Scham
In der Psychologie ist Scham eine tiefgreifende und oft schmerzhafte soziale Emotion, die mit einem negativen Urteil über das gesamte Selbst einhergeht.
Es ist das Gefühl, fehlerhaft, unzulänglich oder defekt zu sein und deshalb aus der sozialen Gemeinschaft ausgeschlossen zu werden.
Merkmale und Funktion von Scham
Definition
Scham entsteht, wenn das ideale Selbstbild (wie man sein möchte) nicht mit dem realen Selbst (wie man sich gerade erlebt) übereinstimmt, insbesondere im Angesicht anderer oder in der Vorstellung, wie andere einen sehen könnten.
Typische Reaktionen
Scham ist intensiv und geht oft mit körperlichen Reaktionen einher:
- Wunsch zu „versinken“ oder „unsichtbar zu werden“
- Vermeidung von Blickkontakt (Blick senken oder abwenden)

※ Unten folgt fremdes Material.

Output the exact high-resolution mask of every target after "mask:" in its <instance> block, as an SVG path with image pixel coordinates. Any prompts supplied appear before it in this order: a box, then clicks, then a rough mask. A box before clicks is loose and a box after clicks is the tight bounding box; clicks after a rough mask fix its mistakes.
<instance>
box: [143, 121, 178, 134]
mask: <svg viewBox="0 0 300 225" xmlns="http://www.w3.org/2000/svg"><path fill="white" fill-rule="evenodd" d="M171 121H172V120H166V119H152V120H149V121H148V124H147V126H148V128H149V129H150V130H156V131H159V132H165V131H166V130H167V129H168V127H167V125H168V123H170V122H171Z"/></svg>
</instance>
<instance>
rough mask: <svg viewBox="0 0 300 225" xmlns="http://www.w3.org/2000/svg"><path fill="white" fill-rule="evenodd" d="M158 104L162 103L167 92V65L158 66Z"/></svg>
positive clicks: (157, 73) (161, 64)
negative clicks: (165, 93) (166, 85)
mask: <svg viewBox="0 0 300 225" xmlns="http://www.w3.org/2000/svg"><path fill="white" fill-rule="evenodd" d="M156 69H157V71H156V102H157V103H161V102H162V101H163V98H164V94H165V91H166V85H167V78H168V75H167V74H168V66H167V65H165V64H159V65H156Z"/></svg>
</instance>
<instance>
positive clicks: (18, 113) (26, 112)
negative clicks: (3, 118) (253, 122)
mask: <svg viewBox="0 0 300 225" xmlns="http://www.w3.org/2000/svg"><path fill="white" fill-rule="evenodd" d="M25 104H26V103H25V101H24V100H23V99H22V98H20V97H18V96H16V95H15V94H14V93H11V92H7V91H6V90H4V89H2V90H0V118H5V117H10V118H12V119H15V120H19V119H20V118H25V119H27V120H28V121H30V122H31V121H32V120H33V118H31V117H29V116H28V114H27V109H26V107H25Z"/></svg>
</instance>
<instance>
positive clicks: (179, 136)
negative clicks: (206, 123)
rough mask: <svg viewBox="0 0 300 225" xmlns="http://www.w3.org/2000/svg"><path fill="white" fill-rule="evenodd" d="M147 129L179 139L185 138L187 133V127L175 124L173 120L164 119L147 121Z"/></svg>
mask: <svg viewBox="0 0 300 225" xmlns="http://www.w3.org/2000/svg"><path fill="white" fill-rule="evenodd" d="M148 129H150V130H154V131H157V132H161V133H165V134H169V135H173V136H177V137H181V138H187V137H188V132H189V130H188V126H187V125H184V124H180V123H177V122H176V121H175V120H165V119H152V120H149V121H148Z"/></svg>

- Erröten (vegetative Reaktion)
- Rückzug und Isolation
Funktion
Obwohl Scham schmerzhaft ist, hat sie eine wichtige soziale und entwicklungspsychologische Funktion:
- Soziale Anpassung:
Sie signalisiert uns, dass wir gegen eine soziale Norm verstoßen haben oder Gefahr laufen, abgelehnt zu werden. Sie dient als Regulierungsfaktor in der Sozialisation. - Schutz der Intimsphäre:
Scham schützt die persönlichen Grenzen und die Privatheit.

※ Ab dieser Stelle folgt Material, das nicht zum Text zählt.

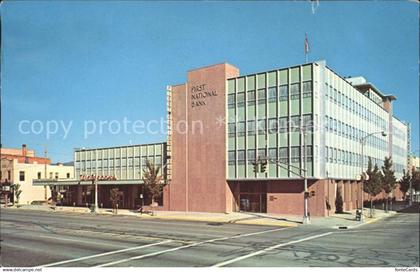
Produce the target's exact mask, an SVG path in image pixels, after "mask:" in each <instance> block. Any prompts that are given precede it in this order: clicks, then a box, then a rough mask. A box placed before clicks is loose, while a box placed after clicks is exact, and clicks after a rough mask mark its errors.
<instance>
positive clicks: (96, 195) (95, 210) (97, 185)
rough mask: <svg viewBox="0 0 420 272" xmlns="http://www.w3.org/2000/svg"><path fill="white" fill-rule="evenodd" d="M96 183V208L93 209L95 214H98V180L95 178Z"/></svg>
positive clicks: (95, 196)
mask: <svg viewBox="0 0 420 272" xmlns="http://www.w3.org/2000/svg"><path fill="white" fill-rule="evenodd" d="M94 179H95V180H94V181H95V206H94V207H93V212H94V213H98V178H97V176H95V177H94Z"/></svg>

Der Unterschied zwischen Scham und Schuld
Scham und Schuld werden oft verwechselt, sind psychologisch aber klar voneinander zu trennen:
Merkmal | Scham (Shame) | Schuld (Guilt) |
Fokus | Das gesamte Selbst (Ich bin schlecht/fehlerhaft). | Die Handlung (Ich habe etwas Schlechtes getan). |
Gefühl | Unzulänglichkeit, Wertlosigkeit, Defektsein. | Reue, Bedauern, Gewissensbisse. |
Konsequenz | Rückzug, Isolation, Wunsch zu fliehen/sich zu verstecken. | Wiedergutmachung, Entschuldigung, Reparatur der Beziehung. |
Auswirkung | Kann destruktiv sein und zu psychischen Problemen führen. | Führt eher zu konstruktivem, moralischem Handeln. |
Beispiel:
- Scham: „Ich bin ein Versager, weil ich die Prüfung nicht bestanden habe.“
- Schuld: „Ich habe schlecht gelernt, das war mein Fehler, ich muss mich beim nächsten Mal besser vorbereiten.“
Toxische Scham
Wenn Scham chronisch wird und sich tief in die Identität eingräbt, spricht man von toxischer Scham. Sie entsteht oft durch wiederholte negative Erfahrungen in der Kindheit (Beschämung, Vernachlässigung, Missbrauch). Toxische Scham ist nicht adaptiv, sondern führt zu chronischen Gefühlen der Wertlosigkeit und steht in engem Zusammenhang mit psychischen Störungen wie Depressionen, Angststörungen, Sucht und Essstörungen.
Der Umgang mit Scham in der Psychotherapie zielt darauf ab, die negative Selbstbewertung aufzulösen und die Scham in ein konstruktives Schuldgefühl zu verwandeln.